Kevin Kahrig, 49, a former building contractor, concealed assets from his creditors by transferring those assets to his girlfriend-turned-spouse, Catharine Kahrig, prior to filing for bankruptcy.
“Individuals who hide assets and deliberately make false statements on bankruptcy pleadings defraud their creditors and disgrace the federal court system,” said U.S. Attorney Rachelle Aud Crowe. “It’s a serious offense to abuse the bankruptcy system, and anyone seeking to discredit this process will be held accountable.”
“To avoid paying his debt, Kevin Kahrig attempted to defraud his creditors by abusing the bankruptcy process,” said FBI Springfield Field Office Special Agent in Charge David Nanz. “Because this type of fraud can threaten the integrity of a program designed to help honest individuals with legitimate financial crises, the FBI takes our responsibility to pursue bankruptcy fraud very seriously. This sentence serves as a reminder of the consequences associated with financial crime.”
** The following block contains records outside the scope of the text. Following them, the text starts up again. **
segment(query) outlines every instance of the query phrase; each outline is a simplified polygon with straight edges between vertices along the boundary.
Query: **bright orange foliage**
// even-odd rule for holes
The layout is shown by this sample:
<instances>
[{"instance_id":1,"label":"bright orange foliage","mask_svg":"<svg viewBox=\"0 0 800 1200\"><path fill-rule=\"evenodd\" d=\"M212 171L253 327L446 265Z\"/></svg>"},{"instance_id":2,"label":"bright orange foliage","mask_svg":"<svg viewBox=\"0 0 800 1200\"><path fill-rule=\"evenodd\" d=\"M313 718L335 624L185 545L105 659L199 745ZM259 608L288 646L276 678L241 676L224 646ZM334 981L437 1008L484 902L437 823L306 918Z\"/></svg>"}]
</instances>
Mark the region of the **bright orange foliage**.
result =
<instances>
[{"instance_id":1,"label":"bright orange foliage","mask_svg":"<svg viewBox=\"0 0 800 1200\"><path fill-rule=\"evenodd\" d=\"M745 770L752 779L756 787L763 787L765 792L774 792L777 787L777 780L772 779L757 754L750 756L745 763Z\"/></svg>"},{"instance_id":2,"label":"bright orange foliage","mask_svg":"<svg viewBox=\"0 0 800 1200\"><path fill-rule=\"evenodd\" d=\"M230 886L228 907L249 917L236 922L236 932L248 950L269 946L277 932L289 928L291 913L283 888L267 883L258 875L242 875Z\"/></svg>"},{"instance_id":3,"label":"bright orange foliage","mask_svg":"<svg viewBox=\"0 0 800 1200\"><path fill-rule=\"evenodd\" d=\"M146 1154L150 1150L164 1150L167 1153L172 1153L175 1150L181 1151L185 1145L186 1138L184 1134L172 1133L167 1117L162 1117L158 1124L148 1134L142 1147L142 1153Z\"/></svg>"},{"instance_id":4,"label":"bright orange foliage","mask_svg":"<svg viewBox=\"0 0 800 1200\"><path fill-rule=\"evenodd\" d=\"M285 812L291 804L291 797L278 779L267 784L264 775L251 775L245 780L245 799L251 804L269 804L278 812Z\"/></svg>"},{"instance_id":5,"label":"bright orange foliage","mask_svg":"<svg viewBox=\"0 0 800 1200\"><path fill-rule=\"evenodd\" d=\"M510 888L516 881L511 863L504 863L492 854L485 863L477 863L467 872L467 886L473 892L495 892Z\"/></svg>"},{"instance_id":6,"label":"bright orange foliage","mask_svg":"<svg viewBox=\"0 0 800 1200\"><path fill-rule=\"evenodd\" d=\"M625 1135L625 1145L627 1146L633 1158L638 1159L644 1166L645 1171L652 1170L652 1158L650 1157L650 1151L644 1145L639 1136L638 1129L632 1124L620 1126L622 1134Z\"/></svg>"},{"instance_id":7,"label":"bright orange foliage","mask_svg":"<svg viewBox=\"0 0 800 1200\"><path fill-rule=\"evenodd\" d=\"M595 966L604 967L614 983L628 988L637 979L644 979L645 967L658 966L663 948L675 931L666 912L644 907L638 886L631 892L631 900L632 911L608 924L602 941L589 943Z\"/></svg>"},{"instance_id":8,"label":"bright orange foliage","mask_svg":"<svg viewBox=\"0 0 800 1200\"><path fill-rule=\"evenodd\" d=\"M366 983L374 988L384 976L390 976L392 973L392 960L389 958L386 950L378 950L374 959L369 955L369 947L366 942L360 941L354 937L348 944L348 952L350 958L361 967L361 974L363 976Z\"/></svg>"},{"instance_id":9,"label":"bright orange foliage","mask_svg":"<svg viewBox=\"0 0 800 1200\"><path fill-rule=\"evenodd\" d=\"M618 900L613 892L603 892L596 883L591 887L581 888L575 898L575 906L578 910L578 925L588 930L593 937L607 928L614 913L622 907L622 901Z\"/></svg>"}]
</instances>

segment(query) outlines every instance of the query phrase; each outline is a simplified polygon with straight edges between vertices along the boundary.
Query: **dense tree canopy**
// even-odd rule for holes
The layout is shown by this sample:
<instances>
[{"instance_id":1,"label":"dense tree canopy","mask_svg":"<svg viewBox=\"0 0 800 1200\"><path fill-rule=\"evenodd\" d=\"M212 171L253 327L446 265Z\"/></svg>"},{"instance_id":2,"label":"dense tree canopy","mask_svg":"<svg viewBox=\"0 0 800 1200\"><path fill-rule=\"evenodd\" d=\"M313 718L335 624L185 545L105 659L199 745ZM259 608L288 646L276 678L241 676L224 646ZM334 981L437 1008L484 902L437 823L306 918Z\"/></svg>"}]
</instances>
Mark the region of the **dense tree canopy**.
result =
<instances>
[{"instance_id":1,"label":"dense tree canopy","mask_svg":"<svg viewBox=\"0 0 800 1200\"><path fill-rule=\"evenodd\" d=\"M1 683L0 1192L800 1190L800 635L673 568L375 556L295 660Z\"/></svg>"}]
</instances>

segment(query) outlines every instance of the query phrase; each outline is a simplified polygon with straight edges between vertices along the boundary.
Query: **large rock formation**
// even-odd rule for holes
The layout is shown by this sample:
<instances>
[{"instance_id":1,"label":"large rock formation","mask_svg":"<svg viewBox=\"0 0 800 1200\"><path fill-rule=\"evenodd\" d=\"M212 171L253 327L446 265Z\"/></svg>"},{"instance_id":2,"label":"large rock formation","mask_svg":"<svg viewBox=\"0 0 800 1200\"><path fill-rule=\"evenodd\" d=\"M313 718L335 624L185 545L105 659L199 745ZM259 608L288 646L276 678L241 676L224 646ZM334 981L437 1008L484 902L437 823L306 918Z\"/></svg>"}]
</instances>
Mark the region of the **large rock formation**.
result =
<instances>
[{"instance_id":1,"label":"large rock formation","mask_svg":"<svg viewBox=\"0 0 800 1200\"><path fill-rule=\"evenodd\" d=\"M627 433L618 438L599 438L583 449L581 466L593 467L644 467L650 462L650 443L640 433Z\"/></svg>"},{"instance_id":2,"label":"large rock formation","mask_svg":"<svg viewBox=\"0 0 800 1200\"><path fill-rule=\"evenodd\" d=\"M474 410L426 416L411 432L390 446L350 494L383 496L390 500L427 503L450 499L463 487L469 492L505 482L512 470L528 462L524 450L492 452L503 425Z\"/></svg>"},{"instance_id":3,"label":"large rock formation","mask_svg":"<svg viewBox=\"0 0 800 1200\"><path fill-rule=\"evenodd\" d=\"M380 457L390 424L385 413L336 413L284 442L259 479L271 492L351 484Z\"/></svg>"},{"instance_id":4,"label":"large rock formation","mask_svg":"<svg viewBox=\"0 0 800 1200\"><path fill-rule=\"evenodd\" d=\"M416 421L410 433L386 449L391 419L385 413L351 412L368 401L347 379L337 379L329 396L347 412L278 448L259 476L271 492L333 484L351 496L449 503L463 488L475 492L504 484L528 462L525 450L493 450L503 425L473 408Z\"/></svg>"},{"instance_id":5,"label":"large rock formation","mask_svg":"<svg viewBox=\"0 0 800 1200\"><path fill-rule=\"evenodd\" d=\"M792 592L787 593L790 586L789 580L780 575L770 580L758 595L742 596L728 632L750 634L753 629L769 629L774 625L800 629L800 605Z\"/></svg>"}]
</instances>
“Together with U.S. Attorney Crowe and our law enforcement partners, we will continue to pursue those who commit fraud and abuse in bankruptcy cases for their own personal gain,” said Nancy J. Gargula, U.S. Trustee for Indiana and Central and Southern Illinois (Region 10).
According to court documents, Kevin Kahrig admitted to transferring $277,850 in cash and checks to Catharine Kahrig in 2016 and then closed the bank accounts the next year. Kevin Kahrig hid those cash transfers and many of the closed accounts in his later filings with the bankruptcy court. He also took his name off a lakefront home he owned with Catharine and hid the transfer from the bankruptcy court.
In addition, he sold a boat before bankruptcy and gave the $395,000 he got from the sale to Catharine Kahrig. Kevin Kahrig disclosed the boat sale to the bankruptcy court but lied about the amount he received and did not disclose that he had given the proceeds to Catharine Kahrig.
Assistant U.S. Attorney Peter T. Reed prosecuted the case.
The investigation was conducted by the FBI's Springfield Field Office in collaboration with the Southern District of Illinois Bankruptcy Fraud Working Group coordinated by the U.S. Trustee for Region 10, after referral by the U.S. Trustee. The U.S. Trustee Program is the component of the Justice Department that protects the integrity of the bankruptcy system by overseeing case administration and litigating to enforce the bankruptcy laws. Region 10 is headquartered in Indianapolis, with additional offices in Peoria, Illinois, and South Bend, Indiana.